Everything he had done, first to release her from the burden of her old mother and then to escape from Packer’s malign influence, had been done out of love and compassion for his wife. And now, just when it had seemed that he’d at last freed himself from the resulting entanglements, he realized that his love for her held him trapped. He could do one of two things: report Packer’s death, or not. Whichever he chose, he would irrevocably forfeit what mattered to him most, Christine’s love for him.

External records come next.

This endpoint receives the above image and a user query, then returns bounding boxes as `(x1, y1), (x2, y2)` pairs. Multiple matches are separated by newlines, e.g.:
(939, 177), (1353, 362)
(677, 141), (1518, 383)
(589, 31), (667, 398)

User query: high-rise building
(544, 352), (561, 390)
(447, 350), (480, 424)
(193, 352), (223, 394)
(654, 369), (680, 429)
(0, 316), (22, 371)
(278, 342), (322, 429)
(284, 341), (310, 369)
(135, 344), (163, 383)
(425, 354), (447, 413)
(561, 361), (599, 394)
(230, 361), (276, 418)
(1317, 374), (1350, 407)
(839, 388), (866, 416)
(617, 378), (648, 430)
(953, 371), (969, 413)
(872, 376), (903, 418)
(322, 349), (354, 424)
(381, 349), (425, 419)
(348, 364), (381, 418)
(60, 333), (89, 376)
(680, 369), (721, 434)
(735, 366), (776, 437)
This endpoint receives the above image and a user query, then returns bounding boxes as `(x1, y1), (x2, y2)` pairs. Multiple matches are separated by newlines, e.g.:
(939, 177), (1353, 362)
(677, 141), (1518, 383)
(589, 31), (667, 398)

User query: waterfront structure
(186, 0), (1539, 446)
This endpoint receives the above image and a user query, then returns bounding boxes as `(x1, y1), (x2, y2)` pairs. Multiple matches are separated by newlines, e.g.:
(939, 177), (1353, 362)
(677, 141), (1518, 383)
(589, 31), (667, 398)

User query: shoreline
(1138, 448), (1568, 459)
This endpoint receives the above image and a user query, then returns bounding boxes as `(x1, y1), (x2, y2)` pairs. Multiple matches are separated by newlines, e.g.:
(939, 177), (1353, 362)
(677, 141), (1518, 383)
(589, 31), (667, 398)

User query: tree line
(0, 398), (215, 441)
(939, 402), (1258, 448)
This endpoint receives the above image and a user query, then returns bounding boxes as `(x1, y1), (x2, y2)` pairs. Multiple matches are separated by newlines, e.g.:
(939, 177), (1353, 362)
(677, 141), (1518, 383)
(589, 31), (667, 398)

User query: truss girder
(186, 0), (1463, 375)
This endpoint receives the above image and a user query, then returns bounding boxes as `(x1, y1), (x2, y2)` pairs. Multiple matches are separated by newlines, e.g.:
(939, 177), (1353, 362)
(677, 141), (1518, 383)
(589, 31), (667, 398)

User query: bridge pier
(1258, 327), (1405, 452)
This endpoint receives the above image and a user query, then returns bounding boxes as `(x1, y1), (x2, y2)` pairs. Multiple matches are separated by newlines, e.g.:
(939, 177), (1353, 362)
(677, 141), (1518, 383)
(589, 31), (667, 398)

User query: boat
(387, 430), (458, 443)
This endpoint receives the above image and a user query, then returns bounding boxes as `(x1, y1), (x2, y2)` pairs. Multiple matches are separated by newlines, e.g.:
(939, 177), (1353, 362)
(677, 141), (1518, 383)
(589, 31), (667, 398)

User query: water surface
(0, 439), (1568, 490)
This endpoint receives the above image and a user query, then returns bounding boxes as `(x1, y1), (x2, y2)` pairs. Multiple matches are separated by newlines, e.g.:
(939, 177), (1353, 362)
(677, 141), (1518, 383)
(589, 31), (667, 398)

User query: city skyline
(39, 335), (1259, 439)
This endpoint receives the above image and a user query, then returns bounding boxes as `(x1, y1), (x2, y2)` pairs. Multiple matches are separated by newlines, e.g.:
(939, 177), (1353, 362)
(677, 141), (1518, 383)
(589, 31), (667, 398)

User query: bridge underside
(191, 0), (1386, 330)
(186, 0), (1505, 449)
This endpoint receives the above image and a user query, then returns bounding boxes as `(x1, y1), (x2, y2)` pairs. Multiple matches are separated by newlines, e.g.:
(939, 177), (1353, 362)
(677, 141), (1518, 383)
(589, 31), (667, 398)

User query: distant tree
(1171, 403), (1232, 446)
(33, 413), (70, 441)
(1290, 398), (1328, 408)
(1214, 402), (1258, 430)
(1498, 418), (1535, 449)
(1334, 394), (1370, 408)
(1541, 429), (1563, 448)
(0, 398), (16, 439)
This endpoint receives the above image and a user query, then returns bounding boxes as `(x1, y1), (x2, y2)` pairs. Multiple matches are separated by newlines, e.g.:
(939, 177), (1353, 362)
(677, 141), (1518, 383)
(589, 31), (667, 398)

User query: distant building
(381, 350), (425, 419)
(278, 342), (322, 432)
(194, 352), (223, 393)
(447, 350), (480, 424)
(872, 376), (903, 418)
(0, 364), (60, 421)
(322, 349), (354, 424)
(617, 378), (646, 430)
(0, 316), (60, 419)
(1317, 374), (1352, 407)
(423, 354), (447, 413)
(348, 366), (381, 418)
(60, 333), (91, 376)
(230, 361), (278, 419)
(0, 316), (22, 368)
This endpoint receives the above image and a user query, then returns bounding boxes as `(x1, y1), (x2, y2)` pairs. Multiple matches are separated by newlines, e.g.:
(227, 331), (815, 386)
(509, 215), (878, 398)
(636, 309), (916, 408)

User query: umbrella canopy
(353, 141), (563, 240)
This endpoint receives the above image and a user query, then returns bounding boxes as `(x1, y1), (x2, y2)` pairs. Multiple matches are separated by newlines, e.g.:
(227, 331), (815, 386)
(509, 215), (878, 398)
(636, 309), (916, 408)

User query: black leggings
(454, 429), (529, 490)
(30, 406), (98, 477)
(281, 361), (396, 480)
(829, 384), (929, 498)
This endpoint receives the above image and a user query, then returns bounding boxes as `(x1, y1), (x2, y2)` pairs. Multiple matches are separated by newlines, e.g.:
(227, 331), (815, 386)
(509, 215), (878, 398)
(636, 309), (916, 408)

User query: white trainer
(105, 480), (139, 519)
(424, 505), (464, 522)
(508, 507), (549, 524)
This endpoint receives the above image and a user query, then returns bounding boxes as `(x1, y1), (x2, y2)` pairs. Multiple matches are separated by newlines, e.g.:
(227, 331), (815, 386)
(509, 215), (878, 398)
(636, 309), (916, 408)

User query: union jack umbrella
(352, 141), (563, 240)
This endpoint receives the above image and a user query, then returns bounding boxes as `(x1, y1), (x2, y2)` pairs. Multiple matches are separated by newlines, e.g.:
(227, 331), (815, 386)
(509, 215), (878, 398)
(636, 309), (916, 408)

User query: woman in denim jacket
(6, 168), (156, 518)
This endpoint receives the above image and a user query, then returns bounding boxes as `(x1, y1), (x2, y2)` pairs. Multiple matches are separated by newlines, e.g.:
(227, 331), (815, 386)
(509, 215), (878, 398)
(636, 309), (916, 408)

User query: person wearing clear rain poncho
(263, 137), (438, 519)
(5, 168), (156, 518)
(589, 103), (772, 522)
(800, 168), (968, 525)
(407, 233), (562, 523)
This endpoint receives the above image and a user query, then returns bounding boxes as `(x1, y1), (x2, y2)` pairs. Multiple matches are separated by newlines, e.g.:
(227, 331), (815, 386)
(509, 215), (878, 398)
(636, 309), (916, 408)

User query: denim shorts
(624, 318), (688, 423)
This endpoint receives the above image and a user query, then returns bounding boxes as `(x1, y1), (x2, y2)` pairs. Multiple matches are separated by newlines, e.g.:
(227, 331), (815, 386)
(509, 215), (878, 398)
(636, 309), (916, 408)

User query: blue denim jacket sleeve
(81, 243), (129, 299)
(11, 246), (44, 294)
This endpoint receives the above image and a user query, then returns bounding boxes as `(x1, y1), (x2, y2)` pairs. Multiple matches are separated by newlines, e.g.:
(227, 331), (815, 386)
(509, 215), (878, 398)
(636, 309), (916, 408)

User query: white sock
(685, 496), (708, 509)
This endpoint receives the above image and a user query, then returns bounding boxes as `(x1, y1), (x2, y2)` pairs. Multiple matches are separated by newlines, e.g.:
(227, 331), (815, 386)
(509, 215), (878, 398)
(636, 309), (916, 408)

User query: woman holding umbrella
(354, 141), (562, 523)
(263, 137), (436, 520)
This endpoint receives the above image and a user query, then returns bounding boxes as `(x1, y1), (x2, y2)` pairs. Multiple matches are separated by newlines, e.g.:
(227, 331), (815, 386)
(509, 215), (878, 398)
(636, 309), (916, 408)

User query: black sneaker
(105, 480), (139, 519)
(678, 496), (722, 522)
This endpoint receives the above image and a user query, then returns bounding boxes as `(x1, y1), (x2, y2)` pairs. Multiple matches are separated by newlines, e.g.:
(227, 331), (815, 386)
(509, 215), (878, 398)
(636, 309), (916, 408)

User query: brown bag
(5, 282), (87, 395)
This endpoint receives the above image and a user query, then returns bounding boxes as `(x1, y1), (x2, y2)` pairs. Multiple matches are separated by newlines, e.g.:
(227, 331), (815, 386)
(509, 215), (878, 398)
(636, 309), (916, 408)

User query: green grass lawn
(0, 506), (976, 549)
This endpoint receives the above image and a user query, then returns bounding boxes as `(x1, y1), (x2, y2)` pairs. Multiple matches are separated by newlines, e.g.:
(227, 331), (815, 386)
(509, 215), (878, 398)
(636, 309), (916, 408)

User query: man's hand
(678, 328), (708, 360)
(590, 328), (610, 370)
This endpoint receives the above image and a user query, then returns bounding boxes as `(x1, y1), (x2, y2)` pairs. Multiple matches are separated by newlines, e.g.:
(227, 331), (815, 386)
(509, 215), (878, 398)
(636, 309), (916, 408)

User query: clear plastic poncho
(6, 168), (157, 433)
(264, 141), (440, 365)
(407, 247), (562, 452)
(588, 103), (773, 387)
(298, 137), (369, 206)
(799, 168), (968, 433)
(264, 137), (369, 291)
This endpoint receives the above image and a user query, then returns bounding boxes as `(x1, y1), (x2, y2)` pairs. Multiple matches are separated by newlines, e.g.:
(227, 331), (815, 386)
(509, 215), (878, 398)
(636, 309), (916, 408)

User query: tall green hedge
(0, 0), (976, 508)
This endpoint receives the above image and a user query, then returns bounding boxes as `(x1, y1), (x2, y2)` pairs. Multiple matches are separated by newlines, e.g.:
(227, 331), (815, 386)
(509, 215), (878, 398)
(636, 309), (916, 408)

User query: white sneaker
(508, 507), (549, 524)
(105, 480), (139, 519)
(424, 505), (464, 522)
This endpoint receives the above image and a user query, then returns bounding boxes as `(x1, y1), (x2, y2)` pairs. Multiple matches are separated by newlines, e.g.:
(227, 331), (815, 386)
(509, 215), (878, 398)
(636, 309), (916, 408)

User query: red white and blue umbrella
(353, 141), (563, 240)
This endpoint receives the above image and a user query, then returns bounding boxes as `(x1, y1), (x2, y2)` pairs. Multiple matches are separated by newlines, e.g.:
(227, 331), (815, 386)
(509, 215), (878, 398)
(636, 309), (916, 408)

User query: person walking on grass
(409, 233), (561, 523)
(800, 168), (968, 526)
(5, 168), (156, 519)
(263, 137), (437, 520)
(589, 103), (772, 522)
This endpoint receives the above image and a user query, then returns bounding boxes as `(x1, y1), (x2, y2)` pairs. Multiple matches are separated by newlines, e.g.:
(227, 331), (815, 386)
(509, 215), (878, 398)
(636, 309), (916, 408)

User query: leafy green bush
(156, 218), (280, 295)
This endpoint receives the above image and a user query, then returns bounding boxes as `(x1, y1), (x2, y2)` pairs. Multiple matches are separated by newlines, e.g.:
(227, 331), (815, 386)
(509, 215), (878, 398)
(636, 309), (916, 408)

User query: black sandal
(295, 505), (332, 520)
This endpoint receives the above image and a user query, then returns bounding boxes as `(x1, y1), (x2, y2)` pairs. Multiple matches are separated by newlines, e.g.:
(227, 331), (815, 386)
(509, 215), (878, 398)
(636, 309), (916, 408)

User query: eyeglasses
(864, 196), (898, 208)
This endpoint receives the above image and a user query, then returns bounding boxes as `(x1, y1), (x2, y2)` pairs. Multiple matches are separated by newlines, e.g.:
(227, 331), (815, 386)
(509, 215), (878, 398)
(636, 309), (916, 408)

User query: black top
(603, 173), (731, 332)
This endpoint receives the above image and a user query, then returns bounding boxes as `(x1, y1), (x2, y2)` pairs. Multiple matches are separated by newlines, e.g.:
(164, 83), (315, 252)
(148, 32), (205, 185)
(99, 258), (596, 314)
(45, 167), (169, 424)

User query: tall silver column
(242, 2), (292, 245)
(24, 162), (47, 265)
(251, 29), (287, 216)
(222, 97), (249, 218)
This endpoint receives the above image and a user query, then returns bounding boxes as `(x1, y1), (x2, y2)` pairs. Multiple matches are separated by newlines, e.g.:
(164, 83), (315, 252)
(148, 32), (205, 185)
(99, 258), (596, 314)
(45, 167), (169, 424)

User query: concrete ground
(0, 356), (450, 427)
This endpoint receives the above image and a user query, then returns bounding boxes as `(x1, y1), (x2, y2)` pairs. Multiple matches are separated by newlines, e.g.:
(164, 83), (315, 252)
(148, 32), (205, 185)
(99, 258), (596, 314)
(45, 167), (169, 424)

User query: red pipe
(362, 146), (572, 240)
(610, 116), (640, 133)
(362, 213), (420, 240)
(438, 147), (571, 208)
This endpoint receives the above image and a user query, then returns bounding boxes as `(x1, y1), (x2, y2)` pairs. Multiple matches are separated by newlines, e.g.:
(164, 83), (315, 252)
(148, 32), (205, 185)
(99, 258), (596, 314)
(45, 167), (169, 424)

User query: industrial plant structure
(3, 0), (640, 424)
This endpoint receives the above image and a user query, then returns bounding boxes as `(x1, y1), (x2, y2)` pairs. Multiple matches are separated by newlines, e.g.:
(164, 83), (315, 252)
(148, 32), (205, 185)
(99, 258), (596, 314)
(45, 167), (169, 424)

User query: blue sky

In comparison with the loss of that, the prospect of any legally devised punishment seemed to be of little consequence. He was too exhausted, mentally and emotionally, to withstand police questioning or to care any longer what happened to him. When he made his final appeal to Christine, it was not for his own sake but for hers. Better for her that she should despise him as a coward than that she should find out exactly how her mother came to die.
‘But Chrissie, you don’t know the half of it. I can’t explain, but if we involve the police, it’ll bring us nothing but unhappiness. Please, please, say you’ll support me – for your sake as well as mine.’
She stood for a few moments, looking at him, saying nothing. Then she gave him a sad, fond smile. ‘Of course I’ll support you, Dee. Don’t worry – everything will be all right.’
She began to walk towards him. He held out his hands to her, but she walked straight past him to the telephone.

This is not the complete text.